What was still there was the fire station across the way. It was now designated EMS Station 17, and though it had undergone various alterations, its basic structure remained intact and a modern fire truck was parked within it at the ready. I crossed the street and asked one of the firemen about the fate of 1075/77 and he thought they’d been razed sometime in the 1980s. I thanked him and crossed back to where Carmen was standing by the chain link fence. I remembered what the janitor, Albert Boulder, had said at the trial: I am the janitor of the premises 1075 and 1077 Ogden Avenue. They are double tenement houses, five stories each, with ten families in each house. Under these houses there are basements. I wondered if the basements were still there. I wondered if they’d been filled in with earth and debris, or had they just been covered over when the buildings came down? Whatever the case, there it was, not fifteen feet in front of us—the exact spot on this planet where Ingrid had been murdered. The stoops where she and Edwin and my father and his brothers and Gino Colossi played, and where I had played half a century later, were gone. The room where I’d eaten butter and raisins with my grandmother, she who’d been born in County Clare, was gone. But the basements, in one fashion or the other, were probably still there.
The Valiunas saloon and the Colossi barbershop were long gone as well, and driving around the corner onto Woodycrest Avenue we stopped in front of what had been the Judge’s house, where the dream I had in Paris had taken place, where my mother had lived until she married my father, and where I had spent many nights sleeping in what had been her room. It was painted a different color and had been repaired. In fact, all of Woodycrest Avenue shone with renewal. Many of the fine wooden homes had been renovated. New
cars were parked in front of them. Down the hill, even the scary orphanage edifice had been steam-cleaned and repurposed.
Rather than pushing on and heading out to Southampton as planned, I called Caro and told her we’d arrive the following day. I was reeling from the Bronx tour and suggested to Carmen that we spend the night in the city living it up a little.
– 32 –
At 4:50 p.m., the jury returned to the courtroom.
The Clerk: “Have you agreed upon a verdict?”
The Foreman: “We have.”
The Clerk: “How say you, do you find the defendant at the bar guilty or not guilty?”
The Foreman: “We find him guilty as charged in the indictment of murder in the first degree and guilty as charged in the indictment of rape in the first degree.”
Mr. Tannenbaum: “May it please Your Honor, I respectfully move to set aside the verdict of the jury and ask for a new trial upon the grounds, first, that the verdict is contrary to law; second, that the verdict is clearly against the evidence and the weight of the evidence; and thirdly, that the Court at the trial admitted illegal and improper evidence against the defendant’s objections.”

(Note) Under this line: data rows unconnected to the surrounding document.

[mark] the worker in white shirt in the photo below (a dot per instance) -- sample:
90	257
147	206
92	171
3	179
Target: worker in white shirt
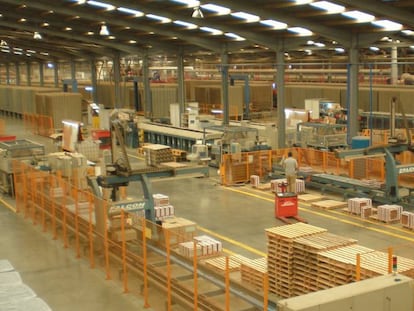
291	167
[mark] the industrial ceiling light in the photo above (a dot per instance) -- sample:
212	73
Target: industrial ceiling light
37	36
197	13
104	31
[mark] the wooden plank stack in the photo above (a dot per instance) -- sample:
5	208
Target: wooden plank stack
253	272
307	273
280	257
355	205
389	213
407	219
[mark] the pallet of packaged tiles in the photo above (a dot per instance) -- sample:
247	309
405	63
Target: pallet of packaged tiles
253	272
219	263
160	199
407	219
388	213
309	198
355	204
299	185
254	181
329	204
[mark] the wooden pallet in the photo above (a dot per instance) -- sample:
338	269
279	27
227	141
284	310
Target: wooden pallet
309	198
329	204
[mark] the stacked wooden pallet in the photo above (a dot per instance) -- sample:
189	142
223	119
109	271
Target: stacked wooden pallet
280	261
355	205
156	154
407	220
389	213
329	204
306	249
253	272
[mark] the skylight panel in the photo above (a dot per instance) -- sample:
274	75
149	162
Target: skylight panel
249	18
387	24
213	31
220	10
186	24
234	36
359	16
300	31
329	7
189	3
274	24
102	5
135	13
161	19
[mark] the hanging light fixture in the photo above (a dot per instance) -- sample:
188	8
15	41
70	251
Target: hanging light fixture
104	30
197	13
37	36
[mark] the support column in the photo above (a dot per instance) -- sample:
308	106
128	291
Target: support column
180	81
147	87
94	81
394	65
117	80
17	73
56	73
225	86
352	100
41	74
29	73
7	74
280	88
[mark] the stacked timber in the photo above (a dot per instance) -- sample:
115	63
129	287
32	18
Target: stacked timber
253	272
280	263
307	275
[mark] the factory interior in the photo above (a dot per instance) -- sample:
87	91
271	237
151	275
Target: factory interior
144	149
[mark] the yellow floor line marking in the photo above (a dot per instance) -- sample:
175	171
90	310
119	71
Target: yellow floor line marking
10	207
350	222
234	242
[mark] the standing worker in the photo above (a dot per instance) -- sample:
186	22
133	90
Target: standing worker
291	166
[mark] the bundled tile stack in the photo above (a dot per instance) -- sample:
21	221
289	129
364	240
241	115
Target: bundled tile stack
206	246
280	259
355	205
162	206
407	220
156	154
389	212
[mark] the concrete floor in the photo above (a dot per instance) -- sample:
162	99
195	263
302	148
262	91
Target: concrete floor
237	216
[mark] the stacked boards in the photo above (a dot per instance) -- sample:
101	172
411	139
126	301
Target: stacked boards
303	258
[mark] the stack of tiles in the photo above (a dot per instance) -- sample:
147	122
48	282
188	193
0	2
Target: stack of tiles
299	188
389	212
407	219
280	259
307	276
254	181
162	206
206	246
355	205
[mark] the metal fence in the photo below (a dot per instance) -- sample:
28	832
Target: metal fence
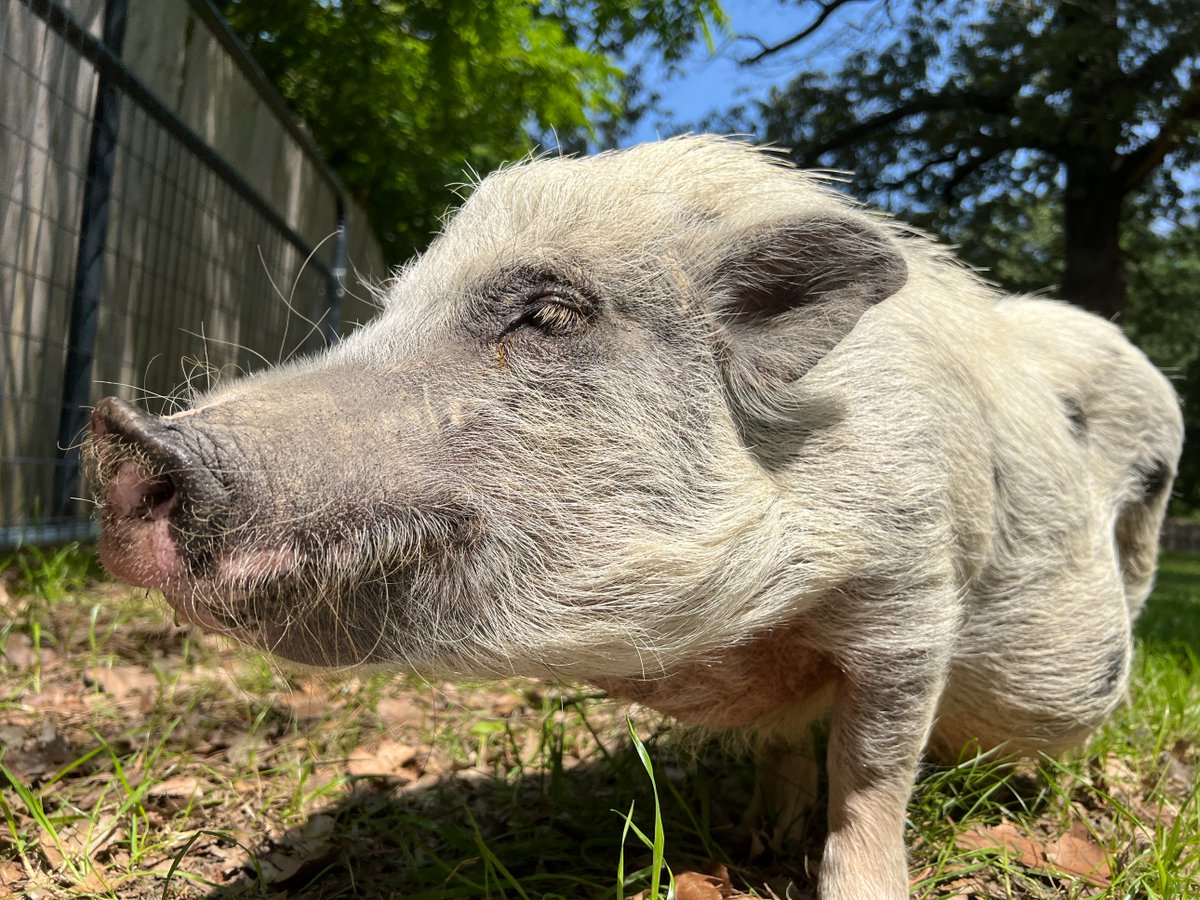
147	246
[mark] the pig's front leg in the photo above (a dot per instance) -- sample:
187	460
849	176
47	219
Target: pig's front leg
883	711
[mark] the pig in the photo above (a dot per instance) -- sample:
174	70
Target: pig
683	423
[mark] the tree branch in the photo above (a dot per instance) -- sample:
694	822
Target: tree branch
827	10
1183	123
1000	103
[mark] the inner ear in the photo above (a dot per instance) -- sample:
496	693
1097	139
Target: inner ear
791	291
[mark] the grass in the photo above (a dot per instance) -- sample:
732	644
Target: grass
141	760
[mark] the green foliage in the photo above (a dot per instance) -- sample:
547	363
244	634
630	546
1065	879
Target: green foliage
1056	143
406	96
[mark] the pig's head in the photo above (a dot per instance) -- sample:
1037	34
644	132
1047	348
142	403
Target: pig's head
557	450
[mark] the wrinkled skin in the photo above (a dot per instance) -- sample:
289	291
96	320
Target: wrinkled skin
679	421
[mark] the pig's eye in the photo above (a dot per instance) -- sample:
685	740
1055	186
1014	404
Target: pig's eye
552	315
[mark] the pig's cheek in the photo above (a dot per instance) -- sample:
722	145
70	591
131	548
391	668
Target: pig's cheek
142	552
257	565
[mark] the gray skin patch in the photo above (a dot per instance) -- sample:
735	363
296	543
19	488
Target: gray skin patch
1075	418
1114	672
1153	478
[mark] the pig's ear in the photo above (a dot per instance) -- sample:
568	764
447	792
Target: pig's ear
790	291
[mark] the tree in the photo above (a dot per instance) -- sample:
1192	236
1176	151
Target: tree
405	96
981	118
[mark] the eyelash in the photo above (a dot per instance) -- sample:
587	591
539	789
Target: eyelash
552	316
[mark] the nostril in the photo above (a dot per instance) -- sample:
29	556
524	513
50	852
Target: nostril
136	493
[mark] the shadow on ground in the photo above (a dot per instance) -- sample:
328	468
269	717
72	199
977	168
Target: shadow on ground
550	833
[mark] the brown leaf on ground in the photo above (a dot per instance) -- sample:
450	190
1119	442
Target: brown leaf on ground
1007	837
124	682
180	787
306	705
12	875
1078	853
389	757
1073	853
694	886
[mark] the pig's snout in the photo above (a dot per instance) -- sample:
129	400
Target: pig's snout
156	492
156	471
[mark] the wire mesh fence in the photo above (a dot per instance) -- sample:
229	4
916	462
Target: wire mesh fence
145	249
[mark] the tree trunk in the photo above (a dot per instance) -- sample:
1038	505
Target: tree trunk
1095	275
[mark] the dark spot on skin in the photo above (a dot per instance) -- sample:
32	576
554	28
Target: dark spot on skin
1075	418
1114	670
1153	478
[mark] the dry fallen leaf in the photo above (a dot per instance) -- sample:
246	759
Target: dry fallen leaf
123	682
1078	853
694	886
1073	853
180	787
388	759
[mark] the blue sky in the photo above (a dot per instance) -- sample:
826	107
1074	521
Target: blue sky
714	83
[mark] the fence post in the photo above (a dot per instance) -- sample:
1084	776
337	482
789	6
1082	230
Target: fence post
89	276
337	276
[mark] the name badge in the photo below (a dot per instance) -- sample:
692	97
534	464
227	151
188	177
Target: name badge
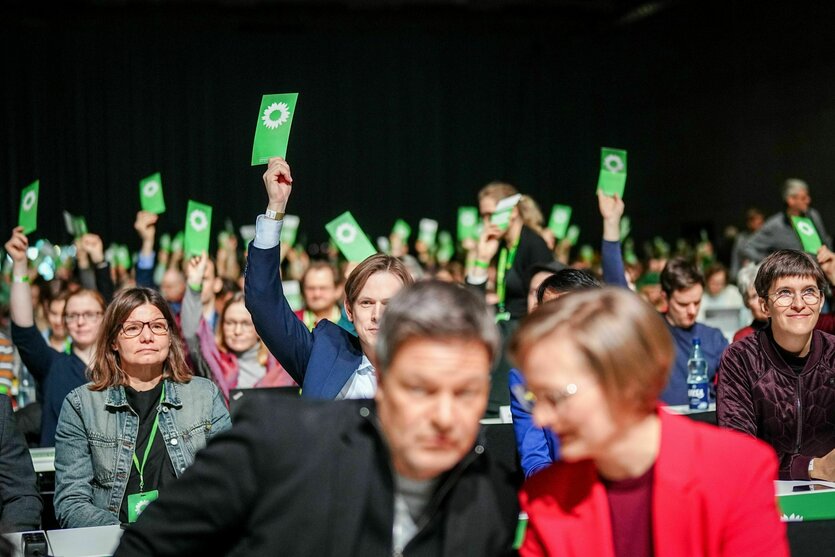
137	503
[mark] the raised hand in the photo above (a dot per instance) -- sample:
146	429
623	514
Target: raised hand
16	248
92	244
195	269
279	182
611	209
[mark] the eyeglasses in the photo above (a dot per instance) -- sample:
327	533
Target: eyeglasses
91	316
553	399
244	325
784	297
133	329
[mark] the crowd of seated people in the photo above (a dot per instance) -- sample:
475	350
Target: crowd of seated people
134	366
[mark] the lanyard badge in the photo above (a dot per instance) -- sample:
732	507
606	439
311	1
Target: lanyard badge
137	502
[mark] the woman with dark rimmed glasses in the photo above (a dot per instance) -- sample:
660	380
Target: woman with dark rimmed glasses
778	384
137	426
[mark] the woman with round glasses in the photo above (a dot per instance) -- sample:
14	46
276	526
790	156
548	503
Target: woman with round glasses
778	384
633	480
57	373
234	355
137	426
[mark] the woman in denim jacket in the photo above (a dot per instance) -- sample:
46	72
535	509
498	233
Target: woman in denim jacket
137	426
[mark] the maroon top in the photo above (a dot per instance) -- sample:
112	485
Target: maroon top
630	505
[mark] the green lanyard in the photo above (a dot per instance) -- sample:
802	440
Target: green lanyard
309	319
505	263
141	469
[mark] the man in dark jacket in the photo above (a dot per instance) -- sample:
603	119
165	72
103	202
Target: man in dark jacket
401	475
778	383
20	504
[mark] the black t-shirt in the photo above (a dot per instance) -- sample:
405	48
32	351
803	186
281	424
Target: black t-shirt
158	470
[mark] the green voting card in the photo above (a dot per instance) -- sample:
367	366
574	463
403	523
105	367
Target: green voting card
558	223
446	247
289	230
401	230
28	215
807	233
428	232
349	238
198	228
612	178
150	194
76	225
504	209
272	131
572	234
467	223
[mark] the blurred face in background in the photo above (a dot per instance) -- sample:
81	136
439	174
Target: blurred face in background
716	283
683	306
238	331
798	202
173	286
55	315
82	315
320	291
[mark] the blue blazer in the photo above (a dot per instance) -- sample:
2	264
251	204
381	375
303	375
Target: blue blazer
321	361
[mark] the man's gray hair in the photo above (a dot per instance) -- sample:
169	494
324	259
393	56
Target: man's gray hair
434	310
745	278
792	186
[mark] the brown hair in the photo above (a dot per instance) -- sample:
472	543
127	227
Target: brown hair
379	263
680	274
435	310
95	294
220	336
318	266
106	370
788	263
623	339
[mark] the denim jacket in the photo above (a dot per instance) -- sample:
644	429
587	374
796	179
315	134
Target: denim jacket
95	439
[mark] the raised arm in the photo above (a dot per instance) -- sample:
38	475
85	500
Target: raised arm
284	334
74	507
94	247
34	351
611	209
146	226
20	504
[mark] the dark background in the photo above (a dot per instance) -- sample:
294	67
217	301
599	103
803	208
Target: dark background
407	108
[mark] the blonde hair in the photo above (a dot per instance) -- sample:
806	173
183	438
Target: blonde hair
623	339
530	212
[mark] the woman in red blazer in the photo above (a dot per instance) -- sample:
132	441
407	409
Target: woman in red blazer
633	481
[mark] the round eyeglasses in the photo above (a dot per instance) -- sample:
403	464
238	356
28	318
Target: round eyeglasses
133	329
784	297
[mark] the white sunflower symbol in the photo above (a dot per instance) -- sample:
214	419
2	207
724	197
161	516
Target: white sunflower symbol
346	232
140	506
805	228
613	163
151	188
198	220
283	116
29	200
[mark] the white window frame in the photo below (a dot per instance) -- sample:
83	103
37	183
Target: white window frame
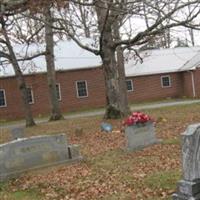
131	85
166	76
32	95
77	95
59	90
4	94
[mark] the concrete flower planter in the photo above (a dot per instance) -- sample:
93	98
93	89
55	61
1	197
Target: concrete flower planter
140	135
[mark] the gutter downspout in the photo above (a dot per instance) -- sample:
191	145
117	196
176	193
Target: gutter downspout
193	84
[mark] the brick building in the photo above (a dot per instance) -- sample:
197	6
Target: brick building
163	73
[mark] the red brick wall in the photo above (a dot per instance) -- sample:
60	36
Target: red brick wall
69	101
145	88
149	87
197	82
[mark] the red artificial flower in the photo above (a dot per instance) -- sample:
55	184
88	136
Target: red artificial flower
135	118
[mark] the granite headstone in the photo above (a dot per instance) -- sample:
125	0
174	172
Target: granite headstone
189	187
140	136
26	154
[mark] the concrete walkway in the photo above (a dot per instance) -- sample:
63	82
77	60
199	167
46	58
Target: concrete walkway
101	112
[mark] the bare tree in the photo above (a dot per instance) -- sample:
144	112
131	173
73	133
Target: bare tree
51	74
19	76
162	16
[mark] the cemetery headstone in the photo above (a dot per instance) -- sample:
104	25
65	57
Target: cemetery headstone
17	133
189	187
106	127
25	154
140	136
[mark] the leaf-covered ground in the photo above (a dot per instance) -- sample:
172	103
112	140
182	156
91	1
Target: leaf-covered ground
107	171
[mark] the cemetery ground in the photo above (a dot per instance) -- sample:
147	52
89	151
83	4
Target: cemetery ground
108	172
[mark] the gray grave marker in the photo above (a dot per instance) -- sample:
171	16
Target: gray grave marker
189	187
26	154
17	133
140	136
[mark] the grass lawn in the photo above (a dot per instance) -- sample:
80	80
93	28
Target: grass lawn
108	172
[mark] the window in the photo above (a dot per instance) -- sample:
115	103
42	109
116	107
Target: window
30	95
81	88
129	85
2	98
58	92
165	81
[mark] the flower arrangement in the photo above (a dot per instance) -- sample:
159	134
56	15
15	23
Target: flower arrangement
137	118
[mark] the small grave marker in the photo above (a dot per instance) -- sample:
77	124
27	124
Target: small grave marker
189	187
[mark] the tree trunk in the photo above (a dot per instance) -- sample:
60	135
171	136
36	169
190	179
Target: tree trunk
20	80
111	75
116	93
121	70
51	74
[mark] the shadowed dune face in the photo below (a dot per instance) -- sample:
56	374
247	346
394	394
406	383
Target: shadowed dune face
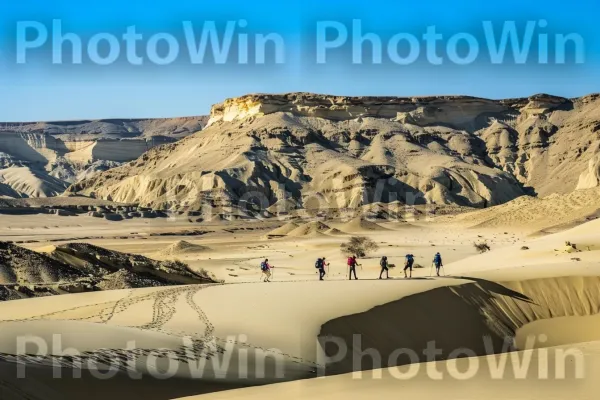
453	318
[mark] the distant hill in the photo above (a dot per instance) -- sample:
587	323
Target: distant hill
317	151
40	159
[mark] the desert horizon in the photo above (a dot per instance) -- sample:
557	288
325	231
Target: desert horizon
316	219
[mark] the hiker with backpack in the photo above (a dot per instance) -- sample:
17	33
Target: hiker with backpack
266	270
384	267
410	260
352	263
320	265
437	261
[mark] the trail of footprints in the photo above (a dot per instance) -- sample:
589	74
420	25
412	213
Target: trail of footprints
163	311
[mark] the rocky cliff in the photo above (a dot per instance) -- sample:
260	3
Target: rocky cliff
42	158
317	151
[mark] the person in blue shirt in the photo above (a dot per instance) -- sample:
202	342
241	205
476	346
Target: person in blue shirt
410	260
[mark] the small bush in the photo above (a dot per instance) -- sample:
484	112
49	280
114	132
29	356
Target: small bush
482	247
358	245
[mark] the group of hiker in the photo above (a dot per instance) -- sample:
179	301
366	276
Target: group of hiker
321	264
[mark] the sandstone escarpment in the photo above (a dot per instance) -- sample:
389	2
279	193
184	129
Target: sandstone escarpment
317	151
51	155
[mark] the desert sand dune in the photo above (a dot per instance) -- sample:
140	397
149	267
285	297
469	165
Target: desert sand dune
290	315
421	386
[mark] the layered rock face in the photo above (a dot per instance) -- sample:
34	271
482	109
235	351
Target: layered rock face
43	158
314	151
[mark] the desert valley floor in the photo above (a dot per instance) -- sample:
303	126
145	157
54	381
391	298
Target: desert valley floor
529	283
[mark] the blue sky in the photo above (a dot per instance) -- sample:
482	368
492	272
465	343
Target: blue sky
40	90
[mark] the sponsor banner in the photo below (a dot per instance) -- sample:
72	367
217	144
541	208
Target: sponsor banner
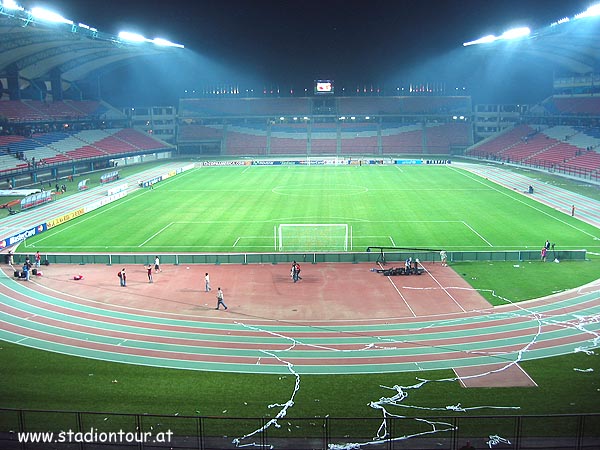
17	192
151	182
226	163
65	218
408	161
15	239
438	161
117	189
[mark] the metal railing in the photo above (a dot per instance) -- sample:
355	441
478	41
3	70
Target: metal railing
99	430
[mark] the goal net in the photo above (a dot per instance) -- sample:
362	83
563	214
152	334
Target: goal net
292	237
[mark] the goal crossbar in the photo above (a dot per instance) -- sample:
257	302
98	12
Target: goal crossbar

The Court: “Motion denied. When will you be ready for sentence?”
Mr. Tannenbaum: “I think Your Honor ought to give me about a week; say a week from today.”
– 33 –
I’d felt like a stranger in my own city for some time. In the early 1990s, Scarlett and I moved out of Bunky’s Fifth Avenue “palazzo” after buying a loft on Spring Street. There was a weekend phenomenon back then everyone referred to as the invasion of the Bridge & Tunnel people, revelers that drove into lower Manhattan weekend nights gumming up the streets, restaurants, and clubs to such an extent that many from the crowd we hung out with stayed in or fled to their country homes. It had actually been another incentive for taking the job at the Clark Museum.